A Public Accounts Committee (PAC) report into the adult social care workforce in England warns urgent action is required to reverse care work’s poor public image and boost recruitment and retention.

The care sector is in a precarious state but the Department of Health and Social Care (the Department) has not yet said how it intends to put in place a long-term, sustainable funding regime to meet the ever-increasing demand for care.

The Department does not know whether the ways that local authorities commission care, and the prices they pay providers, are contributing to the problems within the care workforce.

Brexit causing uncertainty over workforce sustainability

The PAC has said it is not convinced that the lack of regulation within the care sector workforce and the balance of regulation versus a market-based approach, is supporting the care sector to provide the best care possible.

The UK’s departure from the EU is causing uncertainty over how the workforce will be sustained, particularly in areas that are more reliant on non-UK workers.

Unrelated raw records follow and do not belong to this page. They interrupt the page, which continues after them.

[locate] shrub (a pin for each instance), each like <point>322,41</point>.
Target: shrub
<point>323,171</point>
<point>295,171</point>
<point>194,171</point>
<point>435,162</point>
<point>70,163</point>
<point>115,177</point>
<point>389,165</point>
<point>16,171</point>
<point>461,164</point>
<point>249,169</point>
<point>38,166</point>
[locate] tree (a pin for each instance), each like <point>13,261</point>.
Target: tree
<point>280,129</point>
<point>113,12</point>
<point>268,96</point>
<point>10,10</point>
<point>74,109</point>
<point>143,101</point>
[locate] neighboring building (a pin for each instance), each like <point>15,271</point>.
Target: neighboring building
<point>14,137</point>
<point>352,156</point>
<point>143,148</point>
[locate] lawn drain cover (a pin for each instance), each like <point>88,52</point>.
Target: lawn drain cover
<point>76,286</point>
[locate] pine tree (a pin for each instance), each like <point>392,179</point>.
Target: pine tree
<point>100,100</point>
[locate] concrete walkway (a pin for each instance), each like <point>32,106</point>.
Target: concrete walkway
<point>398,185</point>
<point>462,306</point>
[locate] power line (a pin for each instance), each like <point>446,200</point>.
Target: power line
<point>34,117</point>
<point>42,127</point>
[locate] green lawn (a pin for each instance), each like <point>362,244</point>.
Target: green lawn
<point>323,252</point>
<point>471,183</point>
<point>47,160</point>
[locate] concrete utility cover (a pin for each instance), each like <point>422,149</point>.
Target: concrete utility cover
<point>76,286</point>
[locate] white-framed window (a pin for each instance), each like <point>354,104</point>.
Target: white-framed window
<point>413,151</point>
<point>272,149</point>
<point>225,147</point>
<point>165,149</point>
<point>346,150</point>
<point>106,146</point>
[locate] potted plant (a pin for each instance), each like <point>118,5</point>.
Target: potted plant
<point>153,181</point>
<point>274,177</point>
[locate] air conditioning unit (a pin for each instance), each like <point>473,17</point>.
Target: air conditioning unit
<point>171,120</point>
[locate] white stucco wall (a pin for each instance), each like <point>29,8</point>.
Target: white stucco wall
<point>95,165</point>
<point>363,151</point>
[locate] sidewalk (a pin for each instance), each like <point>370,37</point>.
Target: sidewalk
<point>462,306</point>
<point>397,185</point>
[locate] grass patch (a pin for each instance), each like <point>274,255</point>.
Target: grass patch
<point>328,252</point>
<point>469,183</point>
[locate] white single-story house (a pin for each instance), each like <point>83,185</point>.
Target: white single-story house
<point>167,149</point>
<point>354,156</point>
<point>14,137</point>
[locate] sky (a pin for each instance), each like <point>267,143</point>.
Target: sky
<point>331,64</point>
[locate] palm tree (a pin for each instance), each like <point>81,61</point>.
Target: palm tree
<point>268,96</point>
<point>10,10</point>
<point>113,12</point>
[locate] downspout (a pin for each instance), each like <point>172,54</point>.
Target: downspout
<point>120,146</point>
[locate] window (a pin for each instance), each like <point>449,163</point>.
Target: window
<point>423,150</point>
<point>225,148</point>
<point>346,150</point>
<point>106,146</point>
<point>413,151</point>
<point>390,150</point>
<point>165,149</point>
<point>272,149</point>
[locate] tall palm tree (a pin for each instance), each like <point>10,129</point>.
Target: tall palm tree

There is an urgent need to reverse the poor public image that care work has to boost recruitment and retention across the care sector, add that they are also concerned that the move to supporting people with substantive and critical care needs only is contributing to growing levels of unmet need for people with moderate care needs. These moderate needs may well grow into substantial or critical needs if support is not given.

The Department has committed to addressing all these issues through the health and care workforce strategy that it is currently consulting on, and the promised Green Paper on funding of care for older adults.

But given the pressures on the sector, we are concerned that the Department sees the Green Paper as a cure all and underestimates the scale of the challenge.

The Department must ensure that its delivery partner, Skills for Care, is properly supported and funded to implement the workforce strategy.

Committee Chair, Meg Hillier MP commented:”Adult social care needs sustainable funding and a stable workforce. The sector is scraping by and without an explicit, long-term plan backed by Government it could soon be on its knees.

Levels of unmet need are high and rising; short-term funding fixes are a road to nowhere and the ingrained issues that lead to high turnover in the workforce could be compounded by Brexit.

Government should not content itself with councils’ ability simply to meet the legal minimum for care provision.

Nor should it seek solace in measures that risk opening a prolonged debate on the challenges facing the sector. Those challenges are already well-documented, clear and pressing.

We urge Government to publish this year, and then implement, a credible long-term funding plan for care.

This must go hand-in-hand with financial and other support to improve the recruitment, development and retention of the care workforce.

Skills for Care summed it up when it described perceptions of care work as a minimum wage sector as ‘a source of national shame’.

This skilled and vital work transforms people’s lives. It could and should be a source of national pride and we urge Government to give swift and serious consideration to the recommendations set out in our report.”